Neusa precisa urgentemente sair de casa. Mas morar onde? Na casa dele, juntamente com sua mulher? Não chegaria viva até a cozinha. A esposa do João é uma senhora vigorosa, até musculosa, trabalhadeira, moralista e corajosa. Certa vez, saíra no tapa com um cobrador de ônibus que pretendia iludi-la no troco. É muito mais enérgica do que o marido, um sonhador. Este sempre reconhecera o valor da sua mulher, sendo-lhe grato por muitas coisas. E tem-lhe medo até mesmo físico, devido à retidão e firmeza dela, não obstante seja um homem que não teme outros homens. Mas a força da nova paixão supera qualquer outro sentimento.

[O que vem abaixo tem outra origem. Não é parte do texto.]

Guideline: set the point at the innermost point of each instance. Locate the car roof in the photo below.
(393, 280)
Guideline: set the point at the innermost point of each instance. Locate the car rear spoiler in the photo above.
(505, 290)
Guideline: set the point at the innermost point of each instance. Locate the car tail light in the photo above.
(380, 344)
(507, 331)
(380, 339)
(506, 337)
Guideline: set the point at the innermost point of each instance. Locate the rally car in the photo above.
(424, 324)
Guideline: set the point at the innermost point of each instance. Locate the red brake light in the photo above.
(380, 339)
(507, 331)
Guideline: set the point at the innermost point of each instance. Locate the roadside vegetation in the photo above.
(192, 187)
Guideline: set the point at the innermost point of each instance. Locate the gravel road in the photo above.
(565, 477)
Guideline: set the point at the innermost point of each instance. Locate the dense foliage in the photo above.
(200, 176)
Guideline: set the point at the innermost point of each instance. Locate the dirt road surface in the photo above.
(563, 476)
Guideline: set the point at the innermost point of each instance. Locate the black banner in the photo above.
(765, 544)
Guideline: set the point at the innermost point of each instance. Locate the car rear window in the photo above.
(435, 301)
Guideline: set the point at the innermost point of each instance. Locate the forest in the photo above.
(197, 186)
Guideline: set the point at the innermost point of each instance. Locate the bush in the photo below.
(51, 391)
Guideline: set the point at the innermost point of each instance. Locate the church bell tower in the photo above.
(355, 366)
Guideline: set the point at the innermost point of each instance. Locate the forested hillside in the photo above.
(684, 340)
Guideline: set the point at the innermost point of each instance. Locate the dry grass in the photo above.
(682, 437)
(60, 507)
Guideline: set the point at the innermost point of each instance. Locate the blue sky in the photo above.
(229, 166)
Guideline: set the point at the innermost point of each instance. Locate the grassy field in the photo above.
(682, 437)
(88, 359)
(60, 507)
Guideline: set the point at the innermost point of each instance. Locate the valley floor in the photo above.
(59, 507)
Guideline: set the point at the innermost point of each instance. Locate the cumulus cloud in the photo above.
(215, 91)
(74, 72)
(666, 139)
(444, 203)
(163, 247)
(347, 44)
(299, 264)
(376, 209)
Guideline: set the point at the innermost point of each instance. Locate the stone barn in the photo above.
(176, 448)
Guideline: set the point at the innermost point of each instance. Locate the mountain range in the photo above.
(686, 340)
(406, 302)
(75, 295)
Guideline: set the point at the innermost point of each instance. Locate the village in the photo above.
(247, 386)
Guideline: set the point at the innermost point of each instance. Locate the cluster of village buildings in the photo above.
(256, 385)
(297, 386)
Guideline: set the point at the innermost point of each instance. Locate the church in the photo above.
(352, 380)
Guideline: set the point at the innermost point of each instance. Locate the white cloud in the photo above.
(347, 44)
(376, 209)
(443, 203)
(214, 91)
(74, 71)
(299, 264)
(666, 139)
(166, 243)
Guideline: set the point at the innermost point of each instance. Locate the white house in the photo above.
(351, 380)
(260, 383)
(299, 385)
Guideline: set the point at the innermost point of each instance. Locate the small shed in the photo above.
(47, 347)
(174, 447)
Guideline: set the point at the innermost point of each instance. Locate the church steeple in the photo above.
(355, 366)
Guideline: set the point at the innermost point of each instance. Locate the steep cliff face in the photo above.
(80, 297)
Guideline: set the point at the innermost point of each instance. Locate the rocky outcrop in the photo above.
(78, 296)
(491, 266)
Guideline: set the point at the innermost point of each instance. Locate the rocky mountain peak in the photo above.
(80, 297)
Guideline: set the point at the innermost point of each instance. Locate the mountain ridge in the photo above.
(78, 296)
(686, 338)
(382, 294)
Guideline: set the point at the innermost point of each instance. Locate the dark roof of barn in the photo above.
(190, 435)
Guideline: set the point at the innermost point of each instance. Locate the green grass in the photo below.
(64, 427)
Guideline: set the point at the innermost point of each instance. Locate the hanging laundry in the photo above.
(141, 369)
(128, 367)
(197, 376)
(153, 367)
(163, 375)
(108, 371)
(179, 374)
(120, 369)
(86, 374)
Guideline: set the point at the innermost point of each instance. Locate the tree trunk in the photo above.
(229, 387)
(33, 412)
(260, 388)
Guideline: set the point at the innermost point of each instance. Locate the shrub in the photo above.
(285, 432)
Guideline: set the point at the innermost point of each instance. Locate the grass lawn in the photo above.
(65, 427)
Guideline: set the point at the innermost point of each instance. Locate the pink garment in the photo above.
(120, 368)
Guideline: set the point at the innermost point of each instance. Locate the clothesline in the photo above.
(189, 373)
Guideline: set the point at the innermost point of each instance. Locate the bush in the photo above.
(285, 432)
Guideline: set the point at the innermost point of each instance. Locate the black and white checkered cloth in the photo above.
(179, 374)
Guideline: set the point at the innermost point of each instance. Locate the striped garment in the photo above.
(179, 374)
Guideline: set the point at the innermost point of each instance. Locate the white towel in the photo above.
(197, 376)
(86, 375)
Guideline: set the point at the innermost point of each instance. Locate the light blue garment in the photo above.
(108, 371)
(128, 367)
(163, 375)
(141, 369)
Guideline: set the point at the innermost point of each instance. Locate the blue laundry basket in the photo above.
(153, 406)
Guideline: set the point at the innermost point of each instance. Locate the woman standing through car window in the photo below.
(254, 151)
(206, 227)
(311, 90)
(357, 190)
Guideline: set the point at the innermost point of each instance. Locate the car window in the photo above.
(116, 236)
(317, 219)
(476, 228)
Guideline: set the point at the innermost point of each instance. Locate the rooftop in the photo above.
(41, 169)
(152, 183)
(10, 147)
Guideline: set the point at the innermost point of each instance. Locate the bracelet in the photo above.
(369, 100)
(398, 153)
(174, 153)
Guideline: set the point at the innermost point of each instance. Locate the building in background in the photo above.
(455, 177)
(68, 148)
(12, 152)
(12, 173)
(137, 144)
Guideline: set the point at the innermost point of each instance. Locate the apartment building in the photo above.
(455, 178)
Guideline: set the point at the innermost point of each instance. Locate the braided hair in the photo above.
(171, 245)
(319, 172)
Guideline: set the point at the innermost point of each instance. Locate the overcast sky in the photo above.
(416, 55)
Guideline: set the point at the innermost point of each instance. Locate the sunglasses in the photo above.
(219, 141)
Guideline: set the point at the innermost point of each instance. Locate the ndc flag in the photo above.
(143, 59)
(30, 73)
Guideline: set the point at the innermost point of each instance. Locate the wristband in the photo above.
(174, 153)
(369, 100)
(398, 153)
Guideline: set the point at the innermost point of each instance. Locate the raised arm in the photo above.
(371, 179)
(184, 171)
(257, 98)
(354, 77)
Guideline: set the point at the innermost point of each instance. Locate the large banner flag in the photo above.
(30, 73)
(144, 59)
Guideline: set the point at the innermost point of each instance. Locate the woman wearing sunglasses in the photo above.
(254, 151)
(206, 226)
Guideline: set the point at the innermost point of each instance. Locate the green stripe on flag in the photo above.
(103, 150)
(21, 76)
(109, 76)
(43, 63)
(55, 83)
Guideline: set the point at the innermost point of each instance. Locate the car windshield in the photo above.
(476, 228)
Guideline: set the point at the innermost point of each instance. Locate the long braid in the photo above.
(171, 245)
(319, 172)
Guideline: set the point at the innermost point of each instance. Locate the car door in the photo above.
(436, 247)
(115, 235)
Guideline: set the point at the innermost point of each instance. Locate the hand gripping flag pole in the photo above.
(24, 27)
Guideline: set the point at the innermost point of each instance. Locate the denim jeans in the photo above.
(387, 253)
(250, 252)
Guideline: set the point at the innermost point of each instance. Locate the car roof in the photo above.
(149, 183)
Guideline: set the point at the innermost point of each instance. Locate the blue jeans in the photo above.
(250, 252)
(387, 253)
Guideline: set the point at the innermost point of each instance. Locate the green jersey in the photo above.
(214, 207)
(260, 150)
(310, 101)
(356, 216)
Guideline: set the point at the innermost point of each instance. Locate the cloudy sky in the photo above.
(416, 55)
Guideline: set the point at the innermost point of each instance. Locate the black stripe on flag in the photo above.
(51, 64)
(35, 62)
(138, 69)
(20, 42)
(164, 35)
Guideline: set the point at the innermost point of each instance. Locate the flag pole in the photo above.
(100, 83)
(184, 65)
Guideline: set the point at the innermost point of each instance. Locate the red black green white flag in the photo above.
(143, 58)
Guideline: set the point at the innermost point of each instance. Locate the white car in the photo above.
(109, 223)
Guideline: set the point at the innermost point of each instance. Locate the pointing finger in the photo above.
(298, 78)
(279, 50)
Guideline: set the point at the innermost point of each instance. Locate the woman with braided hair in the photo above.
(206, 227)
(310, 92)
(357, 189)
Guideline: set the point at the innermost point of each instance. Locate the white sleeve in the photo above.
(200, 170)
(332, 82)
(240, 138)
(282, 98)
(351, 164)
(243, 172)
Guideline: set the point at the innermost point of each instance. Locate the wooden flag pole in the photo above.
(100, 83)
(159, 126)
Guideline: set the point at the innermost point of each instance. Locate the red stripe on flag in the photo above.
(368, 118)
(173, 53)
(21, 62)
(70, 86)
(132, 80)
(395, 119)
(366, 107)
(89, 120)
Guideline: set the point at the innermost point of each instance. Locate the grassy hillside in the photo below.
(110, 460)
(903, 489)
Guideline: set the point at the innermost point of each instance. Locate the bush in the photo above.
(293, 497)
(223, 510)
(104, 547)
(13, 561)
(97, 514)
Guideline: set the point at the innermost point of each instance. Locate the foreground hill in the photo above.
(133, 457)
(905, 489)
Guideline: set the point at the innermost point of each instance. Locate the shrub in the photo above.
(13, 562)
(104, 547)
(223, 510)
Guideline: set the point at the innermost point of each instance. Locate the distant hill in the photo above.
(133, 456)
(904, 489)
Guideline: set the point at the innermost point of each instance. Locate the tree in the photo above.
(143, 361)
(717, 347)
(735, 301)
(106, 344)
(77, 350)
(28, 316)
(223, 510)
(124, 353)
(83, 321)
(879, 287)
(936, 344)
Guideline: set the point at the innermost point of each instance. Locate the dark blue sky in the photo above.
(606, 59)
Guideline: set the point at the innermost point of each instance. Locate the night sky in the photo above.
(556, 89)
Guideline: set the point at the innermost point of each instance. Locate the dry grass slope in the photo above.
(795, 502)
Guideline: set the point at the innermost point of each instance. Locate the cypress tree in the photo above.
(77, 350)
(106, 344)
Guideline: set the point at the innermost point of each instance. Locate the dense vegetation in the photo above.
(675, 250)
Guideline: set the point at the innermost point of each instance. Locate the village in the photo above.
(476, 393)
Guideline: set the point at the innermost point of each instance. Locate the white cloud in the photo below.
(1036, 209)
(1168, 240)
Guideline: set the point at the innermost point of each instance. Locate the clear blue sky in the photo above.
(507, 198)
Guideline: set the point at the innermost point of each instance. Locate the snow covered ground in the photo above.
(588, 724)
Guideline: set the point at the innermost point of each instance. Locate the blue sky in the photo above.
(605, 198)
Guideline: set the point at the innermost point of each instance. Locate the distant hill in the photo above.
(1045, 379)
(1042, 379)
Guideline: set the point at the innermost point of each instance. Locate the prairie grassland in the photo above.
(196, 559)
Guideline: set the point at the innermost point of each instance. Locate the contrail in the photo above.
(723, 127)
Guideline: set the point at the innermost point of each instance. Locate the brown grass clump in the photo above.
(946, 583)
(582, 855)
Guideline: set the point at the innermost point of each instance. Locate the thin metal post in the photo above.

Com o sacrifício que fará daí a instantes, poderá “montar casa” para a Neusa. Ela deixara claro que gostava muito dele, não obstante a diferença de idades, mas que não aguentava mais o ambiente de perseguição dentro de casa. Ameaçava fugir para outra cidade, em outro Estado, sem deixar endereço. E bonitinha como ela só, ele pensou, logo arranjaria outro homem. Assim, onde arranjar dinheiro urgente, de modo a mantê-la na cidade?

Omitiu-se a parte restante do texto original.